「彼岸」は自分の力で渡る岸ではない ― 秋のお彼岸に、浄土真宗の教えを味わう
今年の秋のお彼岸は、9月20日の彼岸入りから、秋分の日である9月23日を中日にはさみ、9月26日の彼岸明けまでの一週間です。世間では「お墓参りの季節」として知られていますが、浄土真宗における彼岸の受け止め方は、実は少し違います。今日はその違いから、教えにつながることを味わっていきたいと思います。
一つは、彼岸というならわしそのものの由来です。実はこの行事、インドや中国、東南アジアの仏教国には見られない、日本独自のものだといわれています。記録に残る最初の彼岸会は西暦806年、桓武天皇の弟であった早良親王を弔うために営まれました。早良親王は無実の罪を着せられて配流され、その途上で亡くなった方です。その後、都に相次いだ災いが親王の祟りと恐れられ、鎮魂のための法要が営まれるようになった。彼岸というならわしは、その始まりから、理不尽な死を悼み、いのちに向き合おうとする切実な思いの中から生まれてきたものでした。
もう一つは、「彼岸」という言葉そのものの意味です。これはサンスクリット語「パーラミター」の漢訳「到彼岸」を略した言葉で、迷いの多いこちらの岸「此岸」から、煩悩という川を渡り越えて、悟りの世界である向こうの岸「彼岸」へ至ることを意味します。一般に仏教では、布施・持戒・忍辱・精進・禅定・智慧という六つの実践、六波羅蜜を積み重ねることで、自らの力でその川を渡っていくのだと説かれます。

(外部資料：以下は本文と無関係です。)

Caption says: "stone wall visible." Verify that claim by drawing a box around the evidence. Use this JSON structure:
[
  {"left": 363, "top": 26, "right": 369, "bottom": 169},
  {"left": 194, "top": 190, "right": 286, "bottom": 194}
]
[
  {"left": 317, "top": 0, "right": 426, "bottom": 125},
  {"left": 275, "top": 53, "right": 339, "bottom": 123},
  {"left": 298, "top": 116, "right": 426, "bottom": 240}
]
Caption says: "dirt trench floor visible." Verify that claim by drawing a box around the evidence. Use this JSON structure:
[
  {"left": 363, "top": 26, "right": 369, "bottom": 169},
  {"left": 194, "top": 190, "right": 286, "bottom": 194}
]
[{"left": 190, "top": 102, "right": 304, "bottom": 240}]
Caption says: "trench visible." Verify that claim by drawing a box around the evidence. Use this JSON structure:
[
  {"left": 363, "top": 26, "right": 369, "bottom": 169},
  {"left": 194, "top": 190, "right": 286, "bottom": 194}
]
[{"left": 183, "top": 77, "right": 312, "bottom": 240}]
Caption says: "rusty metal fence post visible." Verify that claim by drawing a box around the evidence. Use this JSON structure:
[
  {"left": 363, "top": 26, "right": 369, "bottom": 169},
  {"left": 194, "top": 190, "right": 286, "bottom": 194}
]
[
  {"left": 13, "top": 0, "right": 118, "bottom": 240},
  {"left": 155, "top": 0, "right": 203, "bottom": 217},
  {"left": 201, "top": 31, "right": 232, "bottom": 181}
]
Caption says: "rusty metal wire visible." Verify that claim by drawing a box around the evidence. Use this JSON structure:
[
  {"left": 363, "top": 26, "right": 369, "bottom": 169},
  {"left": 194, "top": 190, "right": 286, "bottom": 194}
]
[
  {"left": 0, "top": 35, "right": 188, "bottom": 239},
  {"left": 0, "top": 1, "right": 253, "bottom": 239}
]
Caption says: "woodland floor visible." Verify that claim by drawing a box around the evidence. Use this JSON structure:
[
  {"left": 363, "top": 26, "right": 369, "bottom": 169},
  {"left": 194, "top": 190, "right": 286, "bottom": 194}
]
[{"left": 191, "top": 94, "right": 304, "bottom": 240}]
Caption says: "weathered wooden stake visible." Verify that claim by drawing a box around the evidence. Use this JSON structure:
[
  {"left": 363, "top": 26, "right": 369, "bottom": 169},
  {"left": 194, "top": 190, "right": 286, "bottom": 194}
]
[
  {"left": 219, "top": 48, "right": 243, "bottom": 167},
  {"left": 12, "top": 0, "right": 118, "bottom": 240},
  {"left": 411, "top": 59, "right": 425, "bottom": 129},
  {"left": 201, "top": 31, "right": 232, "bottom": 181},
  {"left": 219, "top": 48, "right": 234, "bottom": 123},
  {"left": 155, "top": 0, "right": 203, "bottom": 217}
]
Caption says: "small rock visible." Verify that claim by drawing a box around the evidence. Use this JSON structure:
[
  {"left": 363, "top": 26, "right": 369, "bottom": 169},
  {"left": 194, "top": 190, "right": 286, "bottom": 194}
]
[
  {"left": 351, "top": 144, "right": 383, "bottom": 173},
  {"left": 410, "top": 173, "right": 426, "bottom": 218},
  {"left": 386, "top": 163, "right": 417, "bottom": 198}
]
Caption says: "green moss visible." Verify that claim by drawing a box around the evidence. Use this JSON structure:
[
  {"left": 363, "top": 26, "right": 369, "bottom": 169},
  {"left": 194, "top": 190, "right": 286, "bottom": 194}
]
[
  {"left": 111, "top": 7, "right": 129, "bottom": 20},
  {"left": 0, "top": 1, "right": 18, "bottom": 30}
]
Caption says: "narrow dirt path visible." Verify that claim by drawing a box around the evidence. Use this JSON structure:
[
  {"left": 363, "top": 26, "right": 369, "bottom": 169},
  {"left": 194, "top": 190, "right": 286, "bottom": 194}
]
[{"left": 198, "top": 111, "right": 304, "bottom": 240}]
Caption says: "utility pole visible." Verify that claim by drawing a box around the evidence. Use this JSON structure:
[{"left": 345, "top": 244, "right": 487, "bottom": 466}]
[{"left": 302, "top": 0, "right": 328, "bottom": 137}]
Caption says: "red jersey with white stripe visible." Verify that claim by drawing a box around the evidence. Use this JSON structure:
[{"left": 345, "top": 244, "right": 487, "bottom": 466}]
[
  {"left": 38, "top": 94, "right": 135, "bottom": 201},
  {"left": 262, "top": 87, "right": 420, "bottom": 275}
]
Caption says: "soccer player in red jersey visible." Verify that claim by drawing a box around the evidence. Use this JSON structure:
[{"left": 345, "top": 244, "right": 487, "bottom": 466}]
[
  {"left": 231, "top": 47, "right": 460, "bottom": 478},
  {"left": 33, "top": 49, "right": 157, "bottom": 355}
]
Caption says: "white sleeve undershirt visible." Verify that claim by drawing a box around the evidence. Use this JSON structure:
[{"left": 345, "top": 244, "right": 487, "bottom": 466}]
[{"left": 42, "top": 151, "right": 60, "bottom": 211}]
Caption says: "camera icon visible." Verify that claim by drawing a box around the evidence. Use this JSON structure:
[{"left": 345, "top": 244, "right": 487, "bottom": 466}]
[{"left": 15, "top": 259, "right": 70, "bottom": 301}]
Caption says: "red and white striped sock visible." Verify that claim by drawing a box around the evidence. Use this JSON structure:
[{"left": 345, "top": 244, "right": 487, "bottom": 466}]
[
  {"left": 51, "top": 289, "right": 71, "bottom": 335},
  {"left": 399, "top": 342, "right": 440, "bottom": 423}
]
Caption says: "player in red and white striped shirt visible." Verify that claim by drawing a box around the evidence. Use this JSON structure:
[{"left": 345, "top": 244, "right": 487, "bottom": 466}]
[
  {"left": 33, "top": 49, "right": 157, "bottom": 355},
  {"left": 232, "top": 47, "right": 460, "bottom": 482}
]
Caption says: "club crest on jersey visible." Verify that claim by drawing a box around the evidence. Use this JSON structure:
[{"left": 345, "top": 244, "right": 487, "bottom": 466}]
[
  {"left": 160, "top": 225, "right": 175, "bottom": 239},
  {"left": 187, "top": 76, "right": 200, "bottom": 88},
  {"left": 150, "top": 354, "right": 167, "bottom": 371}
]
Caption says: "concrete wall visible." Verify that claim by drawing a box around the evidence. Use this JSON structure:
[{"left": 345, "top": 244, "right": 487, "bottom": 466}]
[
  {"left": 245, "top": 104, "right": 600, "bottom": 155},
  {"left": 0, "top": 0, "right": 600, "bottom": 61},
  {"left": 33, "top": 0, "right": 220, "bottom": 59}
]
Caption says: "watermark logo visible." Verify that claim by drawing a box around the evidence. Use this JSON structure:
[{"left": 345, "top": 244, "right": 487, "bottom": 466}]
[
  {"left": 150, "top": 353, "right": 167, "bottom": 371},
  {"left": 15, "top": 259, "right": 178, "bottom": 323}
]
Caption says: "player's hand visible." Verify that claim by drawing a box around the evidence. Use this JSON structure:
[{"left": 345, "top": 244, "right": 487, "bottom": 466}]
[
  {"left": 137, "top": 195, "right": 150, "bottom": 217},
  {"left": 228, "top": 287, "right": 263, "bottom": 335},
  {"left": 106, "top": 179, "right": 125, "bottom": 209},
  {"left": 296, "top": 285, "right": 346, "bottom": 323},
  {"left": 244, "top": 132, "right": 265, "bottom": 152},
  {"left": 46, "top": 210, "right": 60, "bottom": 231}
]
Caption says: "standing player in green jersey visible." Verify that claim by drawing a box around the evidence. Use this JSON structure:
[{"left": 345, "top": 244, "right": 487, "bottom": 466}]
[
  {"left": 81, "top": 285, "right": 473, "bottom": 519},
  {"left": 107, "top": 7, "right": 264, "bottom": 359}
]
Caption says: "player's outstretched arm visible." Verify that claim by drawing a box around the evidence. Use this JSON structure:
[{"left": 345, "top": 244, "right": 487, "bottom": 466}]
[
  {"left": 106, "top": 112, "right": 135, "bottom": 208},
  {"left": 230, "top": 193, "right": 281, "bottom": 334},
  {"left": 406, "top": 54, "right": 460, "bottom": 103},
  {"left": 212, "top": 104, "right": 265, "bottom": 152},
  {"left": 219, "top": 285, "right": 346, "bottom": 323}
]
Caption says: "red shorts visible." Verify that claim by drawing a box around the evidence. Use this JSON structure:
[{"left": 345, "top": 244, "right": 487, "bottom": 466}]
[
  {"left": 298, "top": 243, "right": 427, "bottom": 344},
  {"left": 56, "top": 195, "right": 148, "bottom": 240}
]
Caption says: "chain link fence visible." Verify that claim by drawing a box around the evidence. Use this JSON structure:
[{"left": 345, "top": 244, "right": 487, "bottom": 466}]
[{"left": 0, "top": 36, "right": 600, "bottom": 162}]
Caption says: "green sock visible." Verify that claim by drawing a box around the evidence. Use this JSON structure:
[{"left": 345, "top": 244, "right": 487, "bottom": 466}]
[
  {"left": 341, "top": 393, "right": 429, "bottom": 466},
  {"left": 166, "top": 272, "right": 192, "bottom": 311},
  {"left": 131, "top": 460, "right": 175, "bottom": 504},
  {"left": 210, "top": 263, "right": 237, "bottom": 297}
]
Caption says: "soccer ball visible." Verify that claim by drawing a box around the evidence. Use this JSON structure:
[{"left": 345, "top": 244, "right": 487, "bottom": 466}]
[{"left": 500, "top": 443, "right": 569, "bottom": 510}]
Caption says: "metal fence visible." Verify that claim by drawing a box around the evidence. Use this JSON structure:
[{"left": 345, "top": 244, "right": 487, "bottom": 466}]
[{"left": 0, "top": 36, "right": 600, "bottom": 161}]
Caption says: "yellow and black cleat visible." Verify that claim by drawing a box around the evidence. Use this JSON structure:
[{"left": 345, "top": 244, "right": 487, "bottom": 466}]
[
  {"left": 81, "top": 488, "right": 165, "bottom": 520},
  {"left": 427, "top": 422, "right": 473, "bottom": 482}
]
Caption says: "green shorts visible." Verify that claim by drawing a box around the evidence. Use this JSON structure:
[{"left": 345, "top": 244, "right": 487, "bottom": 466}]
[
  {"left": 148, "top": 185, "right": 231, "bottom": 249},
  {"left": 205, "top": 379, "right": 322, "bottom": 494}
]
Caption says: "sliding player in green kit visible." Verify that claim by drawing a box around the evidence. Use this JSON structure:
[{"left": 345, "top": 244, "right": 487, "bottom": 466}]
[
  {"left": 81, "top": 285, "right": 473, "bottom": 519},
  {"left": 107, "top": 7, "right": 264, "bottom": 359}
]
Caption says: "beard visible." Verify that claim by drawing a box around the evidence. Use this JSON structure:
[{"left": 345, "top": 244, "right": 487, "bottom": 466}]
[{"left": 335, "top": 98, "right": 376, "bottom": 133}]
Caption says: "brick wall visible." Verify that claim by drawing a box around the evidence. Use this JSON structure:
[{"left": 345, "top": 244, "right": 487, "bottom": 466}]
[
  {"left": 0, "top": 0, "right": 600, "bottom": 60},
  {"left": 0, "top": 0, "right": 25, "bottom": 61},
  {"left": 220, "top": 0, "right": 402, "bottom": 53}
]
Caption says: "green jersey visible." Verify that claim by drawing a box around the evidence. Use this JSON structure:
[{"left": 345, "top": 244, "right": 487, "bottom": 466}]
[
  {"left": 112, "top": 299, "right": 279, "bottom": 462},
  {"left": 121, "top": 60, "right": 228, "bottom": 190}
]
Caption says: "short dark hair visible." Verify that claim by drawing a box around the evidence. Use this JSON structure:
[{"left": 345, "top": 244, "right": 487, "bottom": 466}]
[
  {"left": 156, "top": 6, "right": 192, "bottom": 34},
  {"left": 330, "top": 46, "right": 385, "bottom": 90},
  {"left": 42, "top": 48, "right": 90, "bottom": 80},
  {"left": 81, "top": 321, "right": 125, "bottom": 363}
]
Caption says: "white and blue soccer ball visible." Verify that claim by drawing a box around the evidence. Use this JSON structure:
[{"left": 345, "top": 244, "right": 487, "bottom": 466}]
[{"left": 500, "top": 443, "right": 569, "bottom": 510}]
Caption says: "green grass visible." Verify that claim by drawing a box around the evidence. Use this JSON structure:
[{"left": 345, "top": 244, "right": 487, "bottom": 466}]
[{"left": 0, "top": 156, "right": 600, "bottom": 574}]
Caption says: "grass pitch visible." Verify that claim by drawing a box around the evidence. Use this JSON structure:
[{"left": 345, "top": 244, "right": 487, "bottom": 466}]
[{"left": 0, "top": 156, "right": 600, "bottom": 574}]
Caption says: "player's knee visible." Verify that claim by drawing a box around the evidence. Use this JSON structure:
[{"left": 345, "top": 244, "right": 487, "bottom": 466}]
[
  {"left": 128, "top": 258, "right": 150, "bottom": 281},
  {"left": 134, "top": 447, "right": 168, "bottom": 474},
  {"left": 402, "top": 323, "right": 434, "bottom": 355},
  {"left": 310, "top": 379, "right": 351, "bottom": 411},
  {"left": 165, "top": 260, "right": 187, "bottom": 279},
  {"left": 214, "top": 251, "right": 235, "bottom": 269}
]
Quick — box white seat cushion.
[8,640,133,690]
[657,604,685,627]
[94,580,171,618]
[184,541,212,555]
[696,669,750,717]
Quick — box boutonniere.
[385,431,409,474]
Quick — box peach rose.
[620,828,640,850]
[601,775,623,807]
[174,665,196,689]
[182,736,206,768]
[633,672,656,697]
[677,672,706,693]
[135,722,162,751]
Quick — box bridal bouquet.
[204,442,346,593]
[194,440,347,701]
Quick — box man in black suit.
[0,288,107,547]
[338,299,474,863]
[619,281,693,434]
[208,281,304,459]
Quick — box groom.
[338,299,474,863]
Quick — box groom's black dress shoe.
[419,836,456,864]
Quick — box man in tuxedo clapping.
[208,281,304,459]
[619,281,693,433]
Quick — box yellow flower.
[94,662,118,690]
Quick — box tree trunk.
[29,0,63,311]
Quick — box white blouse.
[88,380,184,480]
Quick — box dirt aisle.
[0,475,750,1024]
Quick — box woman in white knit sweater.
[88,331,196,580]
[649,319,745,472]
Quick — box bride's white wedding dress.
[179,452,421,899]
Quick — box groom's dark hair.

けれども親鸞聖人は、この「自らの力で渡る」という前提そのものを問い直された方でした。布施も、忍辱も、精進も、口で言うほど容易ではなく、最後までやり遂げられる者などいるのだろうか。そう見つめられた親鸞聖人は、その私たちのために阿弥陀様が本願を建てられたのだと説かれました。摂取不捨(せっしゅふしゃ)――一度捉えたいのちを、決して捨てないという、はたらきです。彼岸は、私たちがこちらから渡っていく岸ではなく、すでに彼岸のほうから、南無阿弥陀仏という名号となって、この此岸に届けられている。親鸞聖人は『教行信証』において、真実の浄土を、はるか遠い死後の世界としてではなく、この迷いの人生のただ中にすでに開かれてくるものとして示されました。
秋分の日は、太陽が真東から昇り、真西に沈む日といわれます。西の彼方に思いを馳せる日、と語られることもありますが、浄土真宗においては、その向こう岸から差し出された手が、すでにこの身に届いているのだと気づくための日でもあるのだと思います。早良親王の無念から始まったこのならわしが、千二百年の時を経て、理不尽さや無力さを抱えて生きるすべての人に、ひとしく開かれた教えとして受け継がれている。そのことに、あらためて心を寄せたいと思います。
到彼岸ではなく、彼岸からのはたらきに、今日という此岸の一日を生かされていることに、心より合掌いたします。